Unnamed: 0,Tree_Type,Height,Age,Leaf_Size,Temperature,Rainfall,Soil_Type,Health,Observation_Date,Latitude,Longitude
0,Oak,25.0,100.0,200.0,15.0,500.0,Loam,Good,2020-01-31,52.1,-1.3
1,Pine,,50.0,150.0,10.0,600.0,Sand,Moderate,2020-02-29,46.2,-0.7
2,Maple,35.0,80.0,180.0,12.0,550.0,Clay,Good,2020-03-31,47.5,0.5
3,Oak,40.0,120.0,,17.0,620.0,Loam,Poor,2020-04-30,49.8,-1.0
4,Maple,30.0,70.0,210.0,16.0,580.0,Clay,Moderate,2020-05-31,48.9,1.3
5,Pine,20.0,60.0,160.0,9.0,,Sand,Good,2020-06-30,50.3,-0.9
6,Oak,,,170.0,14.0,540.0,Loam,Poor,2020-07-31,51.7,-1.1
7,Maple,33.0,85.0,190.0,13.0,570.0,Clay,Good,2020-08-31,47.9,0.2
8,Pine,29.0,40.0,140.0,11.0,610.0,Sand,Moderate,2020-09-30,45.6,-0.8
9,Oak,38.0,110.0,220.0,,590.0,Loam,Good,2020-10-31,49.3,0.4



## Exercise 1: Missing Value Imputation
Perform missing value imputation on the `Height`, `Age`, `Leaf_Size`, `Temperature`, and `Rainfall` columns.

- Use mean imputation for numerical columns.
- Think about whether a different strategy might be better for any specific column (e.g., median or mode).


## Exercise 2: Binning
Create bins for the `Height` column and group the trees into categories: 'Short', 'Medium', and 'Tall'.

- What binning strategy would you choose?
- How does binning help in feature engineering?


## Exercise 3: One-Hot Encoding
Perform one-hot encoding on the `Tree_Type` and `Soil_Type` columns.

- What is the impact of creating one-hot encoded variables in terms of increasing the number of features?


## Exercise 4: Label Encoding
Perform label encoding on the `Health` column.

- How does label encoding differ from one-hot encoding, and when is it more appropriate?


## Exercise 5: Feature Scaling
Apply both normalization and standardization to the `Height`, `Age`, `Leaf_Size`, and `Temperature` columns.

- Compare the results of normalization and standardization. 
- Which scaling method might be more appropriate in this case?


## Exercise 6: Log Transformation
Perform a log transformation on the `Rainfall` column to reduce skewness.

- How does the log transformation help in dealing with skewed data?
- What should you watch out for when applying log transformations?


## Exercise 7: Polynomial Features
Create polynomial features based on the `Height` and `Age` columns.

- How can polynomial features help improve model performance?


## Exercise 8: Interaction Features
Create interaction features between the `Height` and `Leaf_Size` columns.

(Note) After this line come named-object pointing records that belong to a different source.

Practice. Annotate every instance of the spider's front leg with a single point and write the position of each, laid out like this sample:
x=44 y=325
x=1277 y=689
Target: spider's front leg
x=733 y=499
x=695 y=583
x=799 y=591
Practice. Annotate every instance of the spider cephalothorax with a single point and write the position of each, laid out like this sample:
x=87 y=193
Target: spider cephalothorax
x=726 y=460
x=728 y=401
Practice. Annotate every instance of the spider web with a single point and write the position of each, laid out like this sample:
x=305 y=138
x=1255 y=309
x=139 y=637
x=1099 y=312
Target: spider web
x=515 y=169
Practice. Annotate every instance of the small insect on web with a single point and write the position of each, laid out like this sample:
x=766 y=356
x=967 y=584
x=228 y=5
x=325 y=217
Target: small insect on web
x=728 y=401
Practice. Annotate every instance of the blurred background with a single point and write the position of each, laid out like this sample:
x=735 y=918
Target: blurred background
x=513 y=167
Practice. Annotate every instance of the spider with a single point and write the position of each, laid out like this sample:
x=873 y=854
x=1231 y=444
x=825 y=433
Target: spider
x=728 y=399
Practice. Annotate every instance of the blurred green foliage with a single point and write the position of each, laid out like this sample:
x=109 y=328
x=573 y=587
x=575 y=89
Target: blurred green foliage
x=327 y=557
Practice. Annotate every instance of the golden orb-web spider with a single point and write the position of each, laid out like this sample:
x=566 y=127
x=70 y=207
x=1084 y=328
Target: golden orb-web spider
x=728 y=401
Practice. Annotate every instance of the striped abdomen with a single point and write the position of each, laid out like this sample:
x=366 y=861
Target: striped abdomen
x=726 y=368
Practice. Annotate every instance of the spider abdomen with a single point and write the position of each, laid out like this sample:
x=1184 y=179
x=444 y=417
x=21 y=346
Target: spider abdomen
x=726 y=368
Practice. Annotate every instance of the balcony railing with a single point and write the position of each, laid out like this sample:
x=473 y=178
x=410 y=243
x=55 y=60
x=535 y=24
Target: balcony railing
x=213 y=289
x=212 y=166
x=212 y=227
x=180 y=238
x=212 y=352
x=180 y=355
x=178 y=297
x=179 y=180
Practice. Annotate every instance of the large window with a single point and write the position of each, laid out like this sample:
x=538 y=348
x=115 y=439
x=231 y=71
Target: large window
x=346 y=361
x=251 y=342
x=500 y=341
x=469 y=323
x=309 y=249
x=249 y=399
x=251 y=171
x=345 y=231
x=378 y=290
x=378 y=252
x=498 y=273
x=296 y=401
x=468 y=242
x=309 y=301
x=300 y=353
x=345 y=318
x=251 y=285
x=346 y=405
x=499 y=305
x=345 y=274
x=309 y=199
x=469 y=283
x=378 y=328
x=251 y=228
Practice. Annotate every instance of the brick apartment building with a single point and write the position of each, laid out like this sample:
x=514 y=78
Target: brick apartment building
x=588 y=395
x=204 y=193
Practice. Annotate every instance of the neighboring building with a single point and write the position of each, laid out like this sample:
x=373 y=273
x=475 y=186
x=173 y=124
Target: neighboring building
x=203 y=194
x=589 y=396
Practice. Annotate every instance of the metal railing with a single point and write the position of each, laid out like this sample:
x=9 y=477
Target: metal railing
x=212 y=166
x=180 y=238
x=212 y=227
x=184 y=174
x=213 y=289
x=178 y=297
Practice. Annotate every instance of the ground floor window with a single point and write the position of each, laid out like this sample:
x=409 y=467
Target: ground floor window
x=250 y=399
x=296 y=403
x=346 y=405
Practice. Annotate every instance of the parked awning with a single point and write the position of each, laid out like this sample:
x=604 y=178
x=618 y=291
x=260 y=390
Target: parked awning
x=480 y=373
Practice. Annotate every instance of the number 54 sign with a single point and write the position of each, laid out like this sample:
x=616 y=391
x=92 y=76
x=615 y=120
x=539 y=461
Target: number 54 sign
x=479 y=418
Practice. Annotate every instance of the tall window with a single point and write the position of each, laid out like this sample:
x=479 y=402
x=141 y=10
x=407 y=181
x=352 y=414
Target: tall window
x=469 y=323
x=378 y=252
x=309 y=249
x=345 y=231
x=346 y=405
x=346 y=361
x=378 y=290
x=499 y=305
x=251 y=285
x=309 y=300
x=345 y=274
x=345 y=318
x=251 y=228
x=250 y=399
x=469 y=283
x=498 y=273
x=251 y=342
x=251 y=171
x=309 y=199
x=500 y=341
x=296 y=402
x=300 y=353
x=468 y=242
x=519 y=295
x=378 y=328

- How do interaction features help capture relationships between variables?

## Exercise 9: Creating Domain-Specific Features
Create a domain-specific feature that combines `Height` and `Age` to estimate a "Growth Rate" for each tree.

- How can domain knowledge be used to create new features that improve model performance?

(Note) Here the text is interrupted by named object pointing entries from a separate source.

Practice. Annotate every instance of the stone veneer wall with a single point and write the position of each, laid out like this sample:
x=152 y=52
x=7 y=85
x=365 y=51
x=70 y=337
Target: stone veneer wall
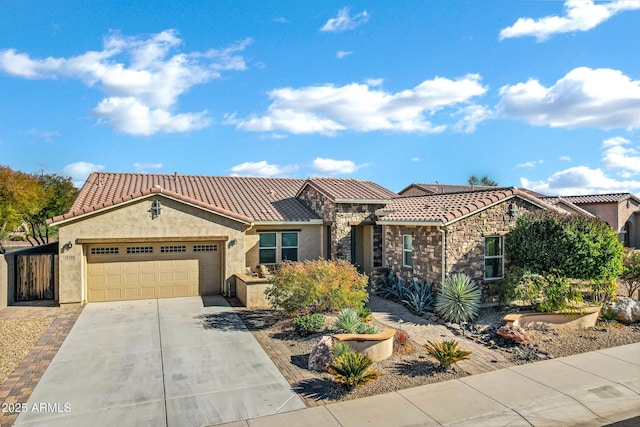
x=341 y=229
x=339 y=215
x=464 y=252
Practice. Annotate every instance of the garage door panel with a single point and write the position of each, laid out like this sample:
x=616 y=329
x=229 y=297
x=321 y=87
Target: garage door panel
x=118 y=273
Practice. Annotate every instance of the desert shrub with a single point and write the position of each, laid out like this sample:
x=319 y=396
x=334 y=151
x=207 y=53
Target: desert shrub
x=546 y=293
x=348 y=321
x=419 y=296
x=316 y=286
x=365 y=314
x=340 y=348
x=415 y=294
x=446 y=352
x=308 y=324
x=458 y=299
x=574 y=246
x=401 y=343
x=630 y=277
x=353 y=369
x=363 y=328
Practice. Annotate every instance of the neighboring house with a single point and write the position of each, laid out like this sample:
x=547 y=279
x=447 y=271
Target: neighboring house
x=620 y=210
x=133 y=236
x=422 y=189
x=434 y=235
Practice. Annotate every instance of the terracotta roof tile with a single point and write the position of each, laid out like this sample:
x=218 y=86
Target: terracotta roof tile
x=600 y=198
x=350 y=189
x=245 y=198
x=448 y=207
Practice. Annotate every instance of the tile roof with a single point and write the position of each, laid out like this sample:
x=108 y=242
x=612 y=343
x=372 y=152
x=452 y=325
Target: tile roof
x=445 y=188
x=350 y=189
x=247 y=199
x=568 y=205
x=449 y=207
x=601 y=198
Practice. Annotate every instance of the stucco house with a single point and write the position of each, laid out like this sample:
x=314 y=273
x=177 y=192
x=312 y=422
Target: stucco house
x=436 y=234
x=134 y=236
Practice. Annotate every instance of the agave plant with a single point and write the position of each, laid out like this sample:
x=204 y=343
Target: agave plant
x=353 y=369
x=419 y=296
x=348 y=321
x=446 y=352
x=458 y=299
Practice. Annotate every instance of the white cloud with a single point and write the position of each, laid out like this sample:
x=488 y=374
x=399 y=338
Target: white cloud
x=335 y=167
x=143 y=167
x=44 y=134
x=598 y=98
x=262 y=169
x=80 y=171
x=344 y=22
x=328 y=109
x=580 y=180
x=616 y=156
x=526 y=165
x=614 y=142
x=581 y=15
x=142 y=78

## Exercise 10: Target Encoding
Perform target encoding on the `Soil_Type` and `Tree_Type` columns, using the `Health` column as the target.

- How does target encoding differ from one-hot encoding?


## Exercise 11: Date-Time Feature Extraction
Extract useful features from the `Observation_Date` column, such as year, month, and season.

- How can date-time features be valuable in a model?


## Exercise 12: Discretization
Discretize the `Age` column into bins (e.g., Young, Mature, Old).

- How does discretization help in simplifying continuous features?